Groups involved in these terrorist attacks continue to engage in a range of criminal activity including fuel laundering, smuggling, drug dealing, robbery and extortion.
The threat level in Great Britain remains at “Moderate”, which means an attack is possible but not likely. We recognise, however, that dissident republican terrorists continue in their aspiration to conduct an attack in Great Britain. All threat levels are, of course, kept under constant review.
Activity of loyalist paramilitary groups
As noted in my last statement on the security situation in Northern Ireland, the UDA and UVF leadership remain committed to their ceasefires, although individuals associated with these groups continue to be engaged in criminal activity.
Paramilitary-style shootings and assaults
Throughout this period, paramilitary style attacks continued with involvement by both republican and loyalist groups. These attacks, which include beatings, shootings and even murder, continue to cause significant and irreparable harm to families on both sides of the community.

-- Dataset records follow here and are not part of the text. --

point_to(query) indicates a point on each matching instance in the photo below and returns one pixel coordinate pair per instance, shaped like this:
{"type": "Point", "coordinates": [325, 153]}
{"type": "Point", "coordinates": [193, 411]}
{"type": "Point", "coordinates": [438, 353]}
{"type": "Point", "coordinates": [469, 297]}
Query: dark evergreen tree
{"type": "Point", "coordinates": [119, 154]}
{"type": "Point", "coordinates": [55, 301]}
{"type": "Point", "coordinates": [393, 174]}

The Government continue to offer their full support to the PSNI to ensure that they have the capability they need to tackle the threat. The Government recently confirmed that the PSNI will receive an additional £31 million funding in 2015-16 to tackle the threat faced from terrorism in Northern Ireland. That funding package extends the £199.5 million of support provided to the PSNI by this Government in 2011. The ongoing provision of £31 million in security funding for the PSNI is part of the Government’s continuing strategy to maintain pressure on the terrorists to make Northern Ireland a safer place for everyone.

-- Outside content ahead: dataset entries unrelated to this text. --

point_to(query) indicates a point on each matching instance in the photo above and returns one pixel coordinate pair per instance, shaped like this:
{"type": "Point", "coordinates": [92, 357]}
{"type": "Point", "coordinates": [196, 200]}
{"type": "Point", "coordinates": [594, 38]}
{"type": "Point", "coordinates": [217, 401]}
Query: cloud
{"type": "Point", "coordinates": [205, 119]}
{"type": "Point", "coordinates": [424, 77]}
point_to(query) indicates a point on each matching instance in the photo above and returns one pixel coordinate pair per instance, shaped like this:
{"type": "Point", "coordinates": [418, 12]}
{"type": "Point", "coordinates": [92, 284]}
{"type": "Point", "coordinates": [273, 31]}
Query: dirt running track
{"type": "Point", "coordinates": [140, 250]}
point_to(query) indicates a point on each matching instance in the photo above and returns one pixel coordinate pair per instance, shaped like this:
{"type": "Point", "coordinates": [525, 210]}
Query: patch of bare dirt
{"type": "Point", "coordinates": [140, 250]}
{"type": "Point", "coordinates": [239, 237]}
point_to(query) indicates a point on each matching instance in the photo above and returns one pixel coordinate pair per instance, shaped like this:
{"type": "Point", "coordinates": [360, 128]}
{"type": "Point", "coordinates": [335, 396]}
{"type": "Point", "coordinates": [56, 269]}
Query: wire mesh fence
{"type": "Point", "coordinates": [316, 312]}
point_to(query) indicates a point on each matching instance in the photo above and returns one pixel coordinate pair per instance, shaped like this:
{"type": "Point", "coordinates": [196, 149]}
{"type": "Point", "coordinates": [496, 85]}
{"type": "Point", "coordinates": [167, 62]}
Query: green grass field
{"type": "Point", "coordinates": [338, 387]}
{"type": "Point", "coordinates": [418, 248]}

Co-operation across Government and agencies has been strengthened by the working arrangements around the G8 summit, including even stronger links with Irish counterparts. I hope that these new relationships can provide a sound basis on which to further enhance our work on tackling the threat faced in Northern Ireland. Cross-border co-operation with An Garda Siochana remains strong and they continue to work with PSNI to ensure that those who exploit the border for criminality and terrorism are bought to justice. I would like to take this opportunity to pay tribute to the role of An Garda Siochana in ensuring a successful, safe and secure G8 summit. I keep in very close contact with the Northern Ireland Justice Minster, David Ford, and the Irish Minister for Justice and Equality, Alan Shatter TD.
There have been some striking successes for Northern Ireland this year, not least of which is the G8. The Government are committed to building on that success. However, the significant public disorder that has occurred on and around 12 July provides an illustration of some of the continuing policing and security challenges in Northern Ireland.
We remain fully committed to tackling the threat from terrorism and keeping the people of Northern Ireland safe and secure.